La Roberts, però, riesce a suo modo ad uscire indenne dai cliché, realizzando un lavoro maturo, dal carattere forte che punta dritto al cuore delle questioni che mette sul tavolo. Coin Coin Chapter Four: Memphis passa da momenti di avanguardia jazz, tinta di un misticismo ancestrale, a sferzate recitative che suonano come rabbiosi sermoni postmoderni. Vibrafoni, metallofoni e suoni della tradizione africana si combinano al sax della Roberts, elegante quanto acido, che con indiscusso carisma genera atmosfere dal sapore Dixieland o conduce l’ascoltatore direttamente nel South Side di Chicago. L’interpretazione vocale della musicista raggiunge il massimo nella ballata in odore di gospel “Her Mighty Waters Run” (un canto dell’anima di un popolo, fuori dalla retorica rituale religiosa), mettendo in mostra tutte le potenzialità tecniche oltre che poetiche di un disco davvero pregevole.

Matana Roberts si aggira per territori molto difficili. Ambisce, come si diceva, alla mescolanza di significati e all’alternanza di linguaggi sin troppo differenti tra loro. In qualche modo rappresenta ella stessa un esperimento, sempre teso tra un bisogno comunicativo forte e un’altrettanto forte vena riflessiva, meditativa. Il suo operato si sviluppa su due piani opposti ma complementari, che la rendono fascinosa e ammaliante: in buona sostanza riesce a coniugare la sua umanità (fragilità comprese) e il suo personale modo espressivo incentrato sull’Azione e sul gesto. Il risultato è un flusso costante e circolare di idee, parole e suoni: non più solo musica, ma espressione pluridisciplinare, gonfia di significati vividi.

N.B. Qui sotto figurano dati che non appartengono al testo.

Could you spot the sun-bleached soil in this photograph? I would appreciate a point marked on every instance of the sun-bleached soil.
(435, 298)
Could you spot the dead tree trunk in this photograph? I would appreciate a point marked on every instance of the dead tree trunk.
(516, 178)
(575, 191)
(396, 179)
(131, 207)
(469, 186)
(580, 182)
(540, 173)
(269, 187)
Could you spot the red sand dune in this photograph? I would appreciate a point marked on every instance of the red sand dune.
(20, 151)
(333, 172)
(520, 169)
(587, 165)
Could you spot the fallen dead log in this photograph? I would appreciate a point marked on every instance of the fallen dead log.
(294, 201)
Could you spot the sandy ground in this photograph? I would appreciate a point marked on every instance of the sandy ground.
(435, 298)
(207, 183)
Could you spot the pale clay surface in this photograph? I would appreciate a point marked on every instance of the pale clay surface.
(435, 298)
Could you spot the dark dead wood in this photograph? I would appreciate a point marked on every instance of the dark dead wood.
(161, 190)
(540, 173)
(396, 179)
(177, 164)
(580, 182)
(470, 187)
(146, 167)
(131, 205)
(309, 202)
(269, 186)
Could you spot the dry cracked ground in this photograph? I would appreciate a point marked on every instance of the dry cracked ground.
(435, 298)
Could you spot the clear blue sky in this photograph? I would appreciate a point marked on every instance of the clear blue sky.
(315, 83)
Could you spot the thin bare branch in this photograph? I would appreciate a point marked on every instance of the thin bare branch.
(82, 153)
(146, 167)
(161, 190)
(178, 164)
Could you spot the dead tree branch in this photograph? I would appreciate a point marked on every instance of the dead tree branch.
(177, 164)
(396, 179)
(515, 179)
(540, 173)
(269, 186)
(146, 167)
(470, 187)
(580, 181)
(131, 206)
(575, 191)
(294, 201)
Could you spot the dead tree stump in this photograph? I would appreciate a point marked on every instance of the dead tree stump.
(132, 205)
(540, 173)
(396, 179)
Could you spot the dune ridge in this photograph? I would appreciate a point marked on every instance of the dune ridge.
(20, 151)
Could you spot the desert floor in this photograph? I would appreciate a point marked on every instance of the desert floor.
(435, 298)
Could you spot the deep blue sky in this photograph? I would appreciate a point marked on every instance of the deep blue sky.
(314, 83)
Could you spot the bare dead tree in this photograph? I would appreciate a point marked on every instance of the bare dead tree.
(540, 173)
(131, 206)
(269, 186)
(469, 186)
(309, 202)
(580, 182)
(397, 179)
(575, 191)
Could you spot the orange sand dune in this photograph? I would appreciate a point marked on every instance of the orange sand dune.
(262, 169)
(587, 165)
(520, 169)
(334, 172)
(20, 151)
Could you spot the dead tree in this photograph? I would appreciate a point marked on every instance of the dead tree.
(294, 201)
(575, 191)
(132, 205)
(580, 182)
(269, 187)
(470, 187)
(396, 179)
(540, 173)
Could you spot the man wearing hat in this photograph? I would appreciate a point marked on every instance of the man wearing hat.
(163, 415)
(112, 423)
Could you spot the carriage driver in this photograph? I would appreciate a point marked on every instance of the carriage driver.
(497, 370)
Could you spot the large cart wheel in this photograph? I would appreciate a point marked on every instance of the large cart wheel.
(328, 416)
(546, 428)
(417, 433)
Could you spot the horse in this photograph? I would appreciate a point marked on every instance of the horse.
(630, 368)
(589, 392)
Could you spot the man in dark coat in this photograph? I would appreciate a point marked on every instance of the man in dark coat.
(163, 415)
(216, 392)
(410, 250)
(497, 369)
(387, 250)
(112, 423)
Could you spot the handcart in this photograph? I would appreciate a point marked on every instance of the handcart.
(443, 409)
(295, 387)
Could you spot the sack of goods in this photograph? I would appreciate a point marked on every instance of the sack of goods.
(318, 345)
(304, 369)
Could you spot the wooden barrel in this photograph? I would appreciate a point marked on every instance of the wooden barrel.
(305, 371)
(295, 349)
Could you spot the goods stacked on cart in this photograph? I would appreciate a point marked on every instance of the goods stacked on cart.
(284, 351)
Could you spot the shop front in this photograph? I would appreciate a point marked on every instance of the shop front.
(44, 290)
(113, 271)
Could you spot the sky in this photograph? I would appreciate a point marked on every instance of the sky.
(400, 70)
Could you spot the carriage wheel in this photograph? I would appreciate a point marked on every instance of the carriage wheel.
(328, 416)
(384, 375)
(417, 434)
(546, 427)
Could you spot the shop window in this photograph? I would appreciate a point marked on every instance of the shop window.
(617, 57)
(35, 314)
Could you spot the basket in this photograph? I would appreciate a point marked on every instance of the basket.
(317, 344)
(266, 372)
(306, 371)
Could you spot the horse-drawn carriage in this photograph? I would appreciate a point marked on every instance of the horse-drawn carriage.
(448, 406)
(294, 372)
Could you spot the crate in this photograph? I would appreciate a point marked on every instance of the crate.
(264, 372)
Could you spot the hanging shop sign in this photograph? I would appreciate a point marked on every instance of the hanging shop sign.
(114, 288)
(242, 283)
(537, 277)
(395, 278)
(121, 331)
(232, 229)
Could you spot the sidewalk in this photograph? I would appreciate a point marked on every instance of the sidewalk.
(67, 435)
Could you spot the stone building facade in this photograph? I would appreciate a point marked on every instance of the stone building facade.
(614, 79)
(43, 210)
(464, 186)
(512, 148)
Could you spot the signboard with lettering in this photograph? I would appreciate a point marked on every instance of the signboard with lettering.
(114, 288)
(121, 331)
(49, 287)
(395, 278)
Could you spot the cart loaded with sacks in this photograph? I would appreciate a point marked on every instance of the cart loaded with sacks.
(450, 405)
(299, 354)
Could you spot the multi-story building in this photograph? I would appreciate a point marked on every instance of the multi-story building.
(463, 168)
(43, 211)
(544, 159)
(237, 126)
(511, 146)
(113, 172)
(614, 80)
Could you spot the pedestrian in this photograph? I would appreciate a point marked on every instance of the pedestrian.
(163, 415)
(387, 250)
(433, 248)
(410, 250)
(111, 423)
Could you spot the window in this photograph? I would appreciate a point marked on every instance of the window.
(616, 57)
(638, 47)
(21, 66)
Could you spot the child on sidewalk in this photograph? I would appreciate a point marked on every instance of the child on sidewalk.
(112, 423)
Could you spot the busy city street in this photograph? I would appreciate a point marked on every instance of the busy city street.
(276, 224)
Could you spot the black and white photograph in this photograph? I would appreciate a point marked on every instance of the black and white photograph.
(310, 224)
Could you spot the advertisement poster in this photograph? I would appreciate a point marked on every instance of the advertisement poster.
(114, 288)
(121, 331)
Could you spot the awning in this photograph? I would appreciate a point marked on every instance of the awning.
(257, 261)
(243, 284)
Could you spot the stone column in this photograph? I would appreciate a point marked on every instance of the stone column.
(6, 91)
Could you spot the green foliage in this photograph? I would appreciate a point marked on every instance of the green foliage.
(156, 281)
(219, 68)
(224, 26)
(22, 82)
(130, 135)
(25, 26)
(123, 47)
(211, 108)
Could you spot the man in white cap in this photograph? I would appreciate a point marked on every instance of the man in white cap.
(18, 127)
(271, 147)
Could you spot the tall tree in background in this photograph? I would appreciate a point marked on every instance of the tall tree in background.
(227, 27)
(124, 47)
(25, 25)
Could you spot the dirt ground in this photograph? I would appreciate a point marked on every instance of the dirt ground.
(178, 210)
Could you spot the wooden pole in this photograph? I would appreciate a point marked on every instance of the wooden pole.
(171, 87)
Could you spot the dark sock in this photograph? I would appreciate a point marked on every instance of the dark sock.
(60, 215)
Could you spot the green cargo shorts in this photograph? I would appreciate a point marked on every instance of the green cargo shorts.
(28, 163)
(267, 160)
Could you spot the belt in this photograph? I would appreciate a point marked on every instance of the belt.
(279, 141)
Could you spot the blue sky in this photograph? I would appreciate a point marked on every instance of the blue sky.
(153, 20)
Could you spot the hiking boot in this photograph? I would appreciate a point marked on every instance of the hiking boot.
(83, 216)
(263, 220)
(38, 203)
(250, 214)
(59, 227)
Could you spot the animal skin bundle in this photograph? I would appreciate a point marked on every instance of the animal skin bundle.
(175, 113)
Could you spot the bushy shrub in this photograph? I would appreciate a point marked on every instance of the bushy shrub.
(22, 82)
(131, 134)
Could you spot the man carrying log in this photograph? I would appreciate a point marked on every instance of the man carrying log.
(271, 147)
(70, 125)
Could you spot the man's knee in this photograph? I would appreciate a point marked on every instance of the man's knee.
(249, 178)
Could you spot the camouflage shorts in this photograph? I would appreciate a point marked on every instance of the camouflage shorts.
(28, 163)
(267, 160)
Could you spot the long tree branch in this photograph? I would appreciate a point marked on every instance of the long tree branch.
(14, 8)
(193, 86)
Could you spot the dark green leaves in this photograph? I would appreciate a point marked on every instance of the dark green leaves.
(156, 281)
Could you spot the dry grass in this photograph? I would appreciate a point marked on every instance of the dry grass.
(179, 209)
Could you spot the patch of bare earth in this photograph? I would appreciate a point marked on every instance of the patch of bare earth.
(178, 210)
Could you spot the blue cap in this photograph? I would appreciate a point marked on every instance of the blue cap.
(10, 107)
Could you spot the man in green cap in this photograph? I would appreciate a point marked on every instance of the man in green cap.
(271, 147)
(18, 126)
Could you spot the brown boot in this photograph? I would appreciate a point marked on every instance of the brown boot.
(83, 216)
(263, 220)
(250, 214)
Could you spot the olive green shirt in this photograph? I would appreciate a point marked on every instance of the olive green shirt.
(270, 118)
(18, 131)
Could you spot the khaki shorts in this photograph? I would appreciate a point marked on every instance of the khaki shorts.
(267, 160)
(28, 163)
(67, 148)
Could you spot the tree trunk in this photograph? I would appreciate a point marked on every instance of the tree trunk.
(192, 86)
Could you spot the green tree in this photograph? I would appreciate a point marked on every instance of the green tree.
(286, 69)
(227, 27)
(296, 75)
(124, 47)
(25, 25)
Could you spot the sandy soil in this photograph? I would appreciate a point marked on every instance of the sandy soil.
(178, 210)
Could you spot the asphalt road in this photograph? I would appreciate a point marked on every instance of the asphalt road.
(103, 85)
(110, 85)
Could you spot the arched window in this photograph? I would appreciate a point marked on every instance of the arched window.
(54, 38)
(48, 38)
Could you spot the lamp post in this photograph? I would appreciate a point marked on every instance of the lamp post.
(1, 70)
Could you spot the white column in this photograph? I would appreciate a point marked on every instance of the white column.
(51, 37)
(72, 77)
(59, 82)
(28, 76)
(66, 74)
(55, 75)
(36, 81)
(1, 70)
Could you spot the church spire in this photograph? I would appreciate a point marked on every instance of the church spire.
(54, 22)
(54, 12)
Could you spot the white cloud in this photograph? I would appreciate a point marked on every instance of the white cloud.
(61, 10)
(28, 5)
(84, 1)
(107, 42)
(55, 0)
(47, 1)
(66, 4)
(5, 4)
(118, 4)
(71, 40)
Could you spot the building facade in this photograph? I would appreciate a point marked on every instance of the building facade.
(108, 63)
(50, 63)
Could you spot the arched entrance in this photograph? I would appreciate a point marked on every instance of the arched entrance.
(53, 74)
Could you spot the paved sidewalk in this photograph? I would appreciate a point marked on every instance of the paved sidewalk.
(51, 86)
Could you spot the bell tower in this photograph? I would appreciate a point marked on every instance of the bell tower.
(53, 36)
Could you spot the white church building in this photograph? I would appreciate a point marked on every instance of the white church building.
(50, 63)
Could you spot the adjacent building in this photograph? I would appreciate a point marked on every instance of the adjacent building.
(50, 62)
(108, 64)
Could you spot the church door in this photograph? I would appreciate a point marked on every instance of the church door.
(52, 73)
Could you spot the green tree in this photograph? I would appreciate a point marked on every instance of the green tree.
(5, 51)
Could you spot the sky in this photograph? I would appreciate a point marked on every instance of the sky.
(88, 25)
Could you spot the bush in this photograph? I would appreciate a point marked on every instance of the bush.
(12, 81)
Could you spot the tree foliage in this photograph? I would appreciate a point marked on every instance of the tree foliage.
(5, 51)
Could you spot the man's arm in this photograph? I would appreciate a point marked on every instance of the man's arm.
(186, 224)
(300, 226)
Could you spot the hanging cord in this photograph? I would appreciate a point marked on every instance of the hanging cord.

Per questo happening di lotta e liberazione la Roberts ha riunito una nuova band: i newyorkesi Hannah Marcus (chitarre, violino, fisarmonica) e il percussionista Ryan Sawyer sono insieme al bassista Montréal Nicolas Caloia e il compositore Montréal-Cairo Sam Shalabi alla chitarra e all’oud, più il prolifico trombonista Steve Swell e il vibrafonista Ryan White come ospiti speciali.